Aquí, ¿un oscuro callejón?, el monstruo, aquí, el monstruo, se apodera de mí, ¿cuánto rato llevo huyendo?, me atrapa; las fuerzas están equilibradas entre él y yo, puedo resistirme, aquí, me debato, pero soy consciente de su ventaja: su obstinación es irreductible; cedo, me entrego, aquí, ¿sobre el frío pavimento?, el monstruo vacila, por un instante parece desconcertado, luego se proyecta contra mi hombro, renacido desde su propia abyección, quiero gritar de terror anticipándome a un dolor insoportable, el monstruo devorando mi hombro, mi brazo, pero de pronto me indigno: apenas dolor, un desgarramiento entumecido, miembro de crustáceo que no es el mío; la indignación me vuelve hostil de nuevo, aquí, ¿dónde aquí? me debato, no puedo ser aniquilado de esa forma tan insípida, debe haber dolor, crispación; todo esfuerzo es fútil, las fuerzas están equilibradas; pero la obstinación del monstruo es irreductible: ese principio destruye todas mis defensas; asumo mi degradación, sin embargo me reconforta reconocerme insignificante, lástima que todo vaya a durar tan poco; el monstruo trepida en un lapso de incertidumbre, es su forma de ser, idiosincrasia de los monstruos, aquí, ¿en un oscuro callejón?, luego, no yo, el monstruo, se proyecta sobre mi rostro y lo devora; quedo cegado, sin posibilidad, ¿qué fatuo detalle?, de gritar; pero consciente, soy consciente de la trituración de mis miembros, no dolor, un desgarramiento entumecido, aquí, ¿en un callejón oscuro?, no yo, el monstruo devorándome hasta la última fibra, no dolor, vivir el breve éxtasis de la rendición, último instante de la vida como un arrebato de hedonismo que no podrá ya ser degustado; aquí, dónde ya, no en el callejón, aquí, dentro del monstruo, no el monstruo, yo, no vencido, otra sustancia yo, no ya el monstruo, yo, incorporarme, el monstruo yo, de pié, palparme el rostro, mi rostro intacto, mi rostro invulnerable a la trituración, a los ácidos gástricos, mi hombro, aquí, aquí, mi hombro ileso, mis miembros, el resto de mí, no ya yo, el monstruo, el monstruo yo.
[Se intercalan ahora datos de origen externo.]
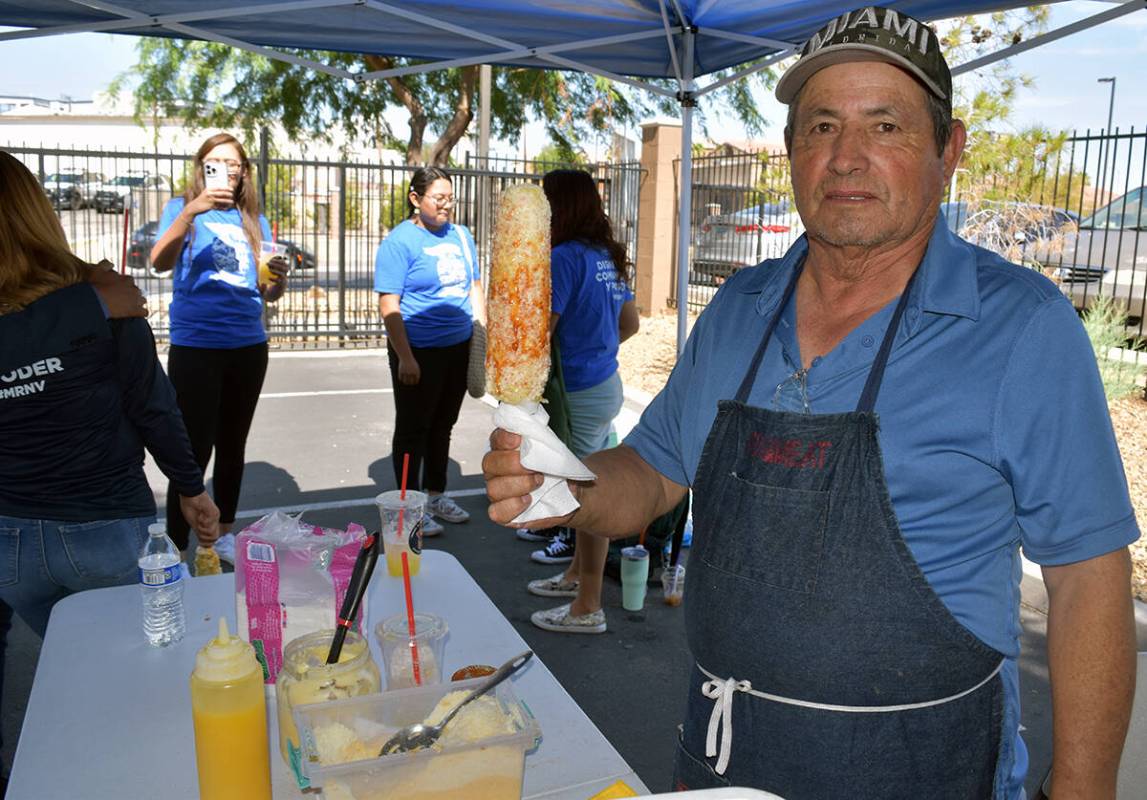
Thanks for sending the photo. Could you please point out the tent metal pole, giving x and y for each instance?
(522, 52)
(685, 192)
(133, 18)
(758, 40)
(669, 41)
(210, 36)
(606, 74)
(764, 63)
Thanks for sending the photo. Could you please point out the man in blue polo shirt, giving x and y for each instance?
(873, 426)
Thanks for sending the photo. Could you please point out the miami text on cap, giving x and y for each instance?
(872, 33)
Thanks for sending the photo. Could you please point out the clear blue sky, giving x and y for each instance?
(1066, 94)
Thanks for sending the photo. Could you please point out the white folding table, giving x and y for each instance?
(110, 716)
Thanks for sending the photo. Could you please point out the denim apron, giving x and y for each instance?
(826, 666)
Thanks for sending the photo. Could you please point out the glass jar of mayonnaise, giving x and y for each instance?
(306, 677)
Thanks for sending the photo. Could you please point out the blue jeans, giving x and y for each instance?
(592, 411)
(45, 560)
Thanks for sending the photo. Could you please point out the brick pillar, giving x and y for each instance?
(661, 146)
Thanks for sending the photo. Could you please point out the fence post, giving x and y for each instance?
(264, 164)
(661, 146)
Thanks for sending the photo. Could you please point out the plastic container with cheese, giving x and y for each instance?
(484, 760)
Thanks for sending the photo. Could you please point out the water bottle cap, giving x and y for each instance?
(226, 657)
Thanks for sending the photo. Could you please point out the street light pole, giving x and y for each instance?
(1107, 141)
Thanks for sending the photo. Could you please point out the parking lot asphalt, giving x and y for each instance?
(321, 442)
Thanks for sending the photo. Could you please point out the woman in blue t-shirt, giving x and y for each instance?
(592, 313)
(211, 239)
(429, 290)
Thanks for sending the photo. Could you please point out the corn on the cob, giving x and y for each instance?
(519, 301)
(207, 561)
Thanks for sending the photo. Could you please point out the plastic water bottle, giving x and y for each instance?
(162, 587)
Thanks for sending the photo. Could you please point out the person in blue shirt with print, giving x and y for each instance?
(211, 239)
(873, 427)
(592, 313)
(429, 287)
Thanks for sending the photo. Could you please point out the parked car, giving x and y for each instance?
(141, 188)
(1108, 256)
(139, 250)
(72, 189)
(727, 242)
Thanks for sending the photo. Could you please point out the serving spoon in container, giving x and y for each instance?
(419, 735)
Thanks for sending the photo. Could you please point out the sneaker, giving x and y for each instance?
(561, 621)
(553, 587)
(530, 535)
(442, 506)
(225, 548)
(430, 526)
(560, 549)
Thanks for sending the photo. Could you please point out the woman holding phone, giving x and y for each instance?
(211, 238)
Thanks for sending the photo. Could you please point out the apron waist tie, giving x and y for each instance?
(722, 690)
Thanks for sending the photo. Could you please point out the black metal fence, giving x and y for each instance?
(1074, 207)
(332, 214)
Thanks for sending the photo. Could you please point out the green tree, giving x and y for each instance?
(998, 164)
(209, 84)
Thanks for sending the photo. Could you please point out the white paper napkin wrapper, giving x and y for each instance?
(543, 451)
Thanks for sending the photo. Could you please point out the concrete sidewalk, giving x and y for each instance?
(321, 442)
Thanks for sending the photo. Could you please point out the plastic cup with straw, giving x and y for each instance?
(415, 666)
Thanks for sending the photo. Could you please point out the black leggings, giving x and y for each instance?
(217, 391)
(424, 413)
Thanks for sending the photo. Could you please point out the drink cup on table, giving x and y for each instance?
(398, 649)
(672, 583)
(634, 575)
(393, 509)
(268, 251)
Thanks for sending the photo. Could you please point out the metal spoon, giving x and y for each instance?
(416, 736)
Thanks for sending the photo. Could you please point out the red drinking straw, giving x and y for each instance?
(406, 468)
(410, 621)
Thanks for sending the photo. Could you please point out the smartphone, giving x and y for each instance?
(215, 175)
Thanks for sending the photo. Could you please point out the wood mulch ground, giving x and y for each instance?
(647, 358)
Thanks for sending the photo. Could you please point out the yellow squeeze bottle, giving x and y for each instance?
(231, 723)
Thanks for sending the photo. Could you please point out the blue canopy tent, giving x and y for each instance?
(625, 40)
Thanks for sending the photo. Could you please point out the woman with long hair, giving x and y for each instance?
(429, 287)
(211, 238)
(592, 313)
(82, 395)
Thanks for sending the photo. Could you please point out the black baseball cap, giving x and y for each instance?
(872, 33)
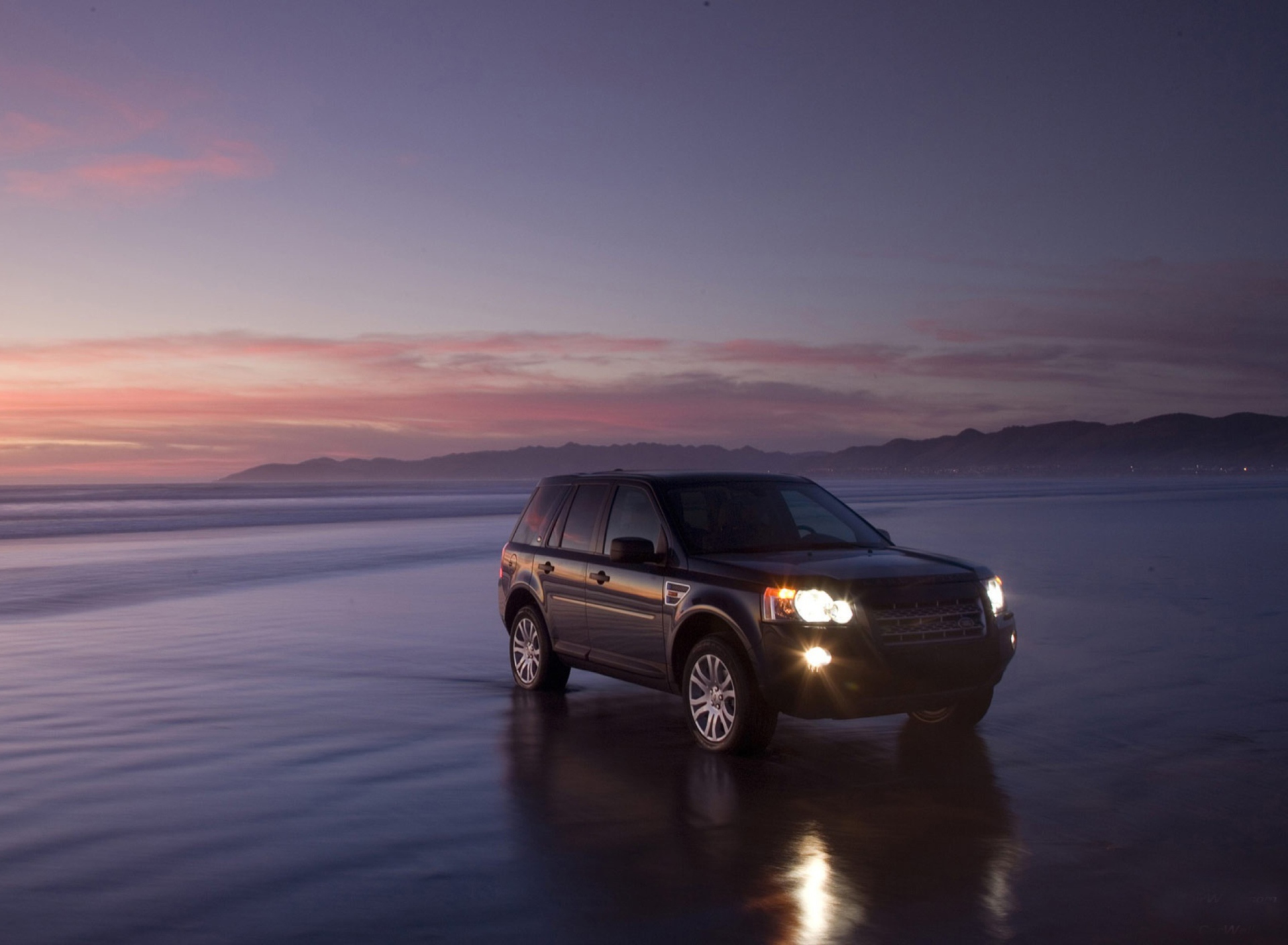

Levantar los brazos y aullar a un cielo sin luna ni estrellas, un aullido que es el estertor impotente de una bestia abisal.
Verme entonces, allí, allí ¿en el callejón oscuro? ver mi espalda fugitiva, aterrada, yo, no yo, yo huyendo por el callejón; perseguirme, ir hacia mí, sin demasiada precipitación, con esa serenidad con la que acechan los monstruos, conscientes de que su obstinación es irreductible.